Well, we forecast the headline number exactly, with a loss of 20,000 jobs. No credit taken, it was as much a judgement call (aka SWAG) as any product of careful measurement.
As you may have heard, the Bureau of Labor Statistics did a benchmark revision. This is Washington speak for 'revised the numbers as far back as anyone might care to remember to give ourselves more wiggle room.'
The benchmark is a product of the Bernays Factor, that measure of public gullibility which permits obviously contrived government statistics to be taken seriously.
Did you react to the positive jobs trend initially announced in September - October 2009? Oops, it was really a greater loss than expected, and not a gain at all.
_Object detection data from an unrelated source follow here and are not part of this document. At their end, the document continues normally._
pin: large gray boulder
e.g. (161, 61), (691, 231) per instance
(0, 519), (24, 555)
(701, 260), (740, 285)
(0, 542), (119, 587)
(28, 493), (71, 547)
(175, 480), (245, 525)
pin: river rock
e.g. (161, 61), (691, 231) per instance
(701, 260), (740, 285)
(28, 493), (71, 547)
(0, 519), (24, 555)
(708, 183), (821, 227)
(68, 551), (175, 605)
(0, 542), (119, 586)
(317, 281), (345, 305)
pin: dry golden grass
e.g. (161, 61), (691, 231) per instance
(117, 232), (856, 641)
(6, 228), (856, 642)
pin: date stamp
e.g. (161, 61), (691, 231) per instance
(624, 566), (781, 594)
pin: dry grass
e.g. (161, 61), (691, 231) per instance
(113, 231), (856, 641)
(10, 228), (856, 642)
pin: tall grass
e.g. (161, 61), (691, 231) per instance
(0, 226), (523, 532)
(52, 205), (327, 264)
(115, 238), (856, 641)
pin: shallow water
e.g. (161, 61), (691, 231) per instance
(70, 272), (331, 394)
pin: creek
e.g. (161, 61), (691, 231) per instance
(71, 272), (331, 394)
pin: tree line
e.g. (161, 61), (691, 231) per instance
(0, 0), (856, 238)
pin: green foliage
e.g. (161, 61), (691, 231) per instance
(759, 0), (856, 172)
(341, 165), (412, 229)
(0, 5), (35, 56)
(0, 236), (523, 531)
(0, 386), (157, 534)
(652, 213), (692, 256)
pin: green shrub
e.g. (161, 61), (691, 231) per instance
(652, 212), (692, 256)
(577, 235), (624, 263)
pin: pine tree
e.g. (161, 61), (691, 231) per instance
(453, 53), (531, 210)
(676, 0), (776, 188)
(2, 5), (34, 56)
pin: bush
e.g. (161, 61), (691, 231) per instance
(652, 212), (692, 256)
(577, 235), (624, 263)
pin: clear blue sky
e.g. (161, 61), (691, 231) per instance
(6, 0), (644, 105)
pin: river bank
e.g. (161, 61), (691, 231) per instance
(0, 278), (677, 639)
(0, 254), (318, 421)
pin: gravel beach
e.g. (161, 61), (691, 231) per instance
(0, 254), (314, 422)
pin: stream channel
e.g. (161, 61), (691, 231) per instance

One can only suspect that in a few years this whole recovery could be revised away without so much as a bureaucratic blush.
Here is a picture comparing the old and new headline numbers.
The change is pervasive. One item of note is the taking of more job losses in the earlier years, setting up a stable base for potential job gains in the present, without embarrassing oneself by getting out of synchronization with the actual growth of the civilian population. There will be more 'truing up' of the numbers in the future.
Unemployment Rate as Cruel Farce
Regarding that 'surprise drop' in unemployment to 9.7%, this is the result of people falling off the unemployment benefits radar, and becoming discouraged. It is essentially meaningless, if not downright misleading.
One may as well solve an unemployment problem by shipping people to Australia. Well, that does have some historical precedent. Hard to tell who has gotten the better deal on that one, at least over the long run.
A better measure of unemployment is the Labor Force Participation Rate, which provides information about the total number of people employed as a percent of the population, without benefit of official banishment.
That number continued its downtrend from 64.9% in November to 64.7% in January, with a slight uptick from December's low of 64.6%.
Here is a chart from the good folks at Calculated Risk that shows the employment situation in context with other post World War II recessions.
"Recession" hardly does it justice, does it?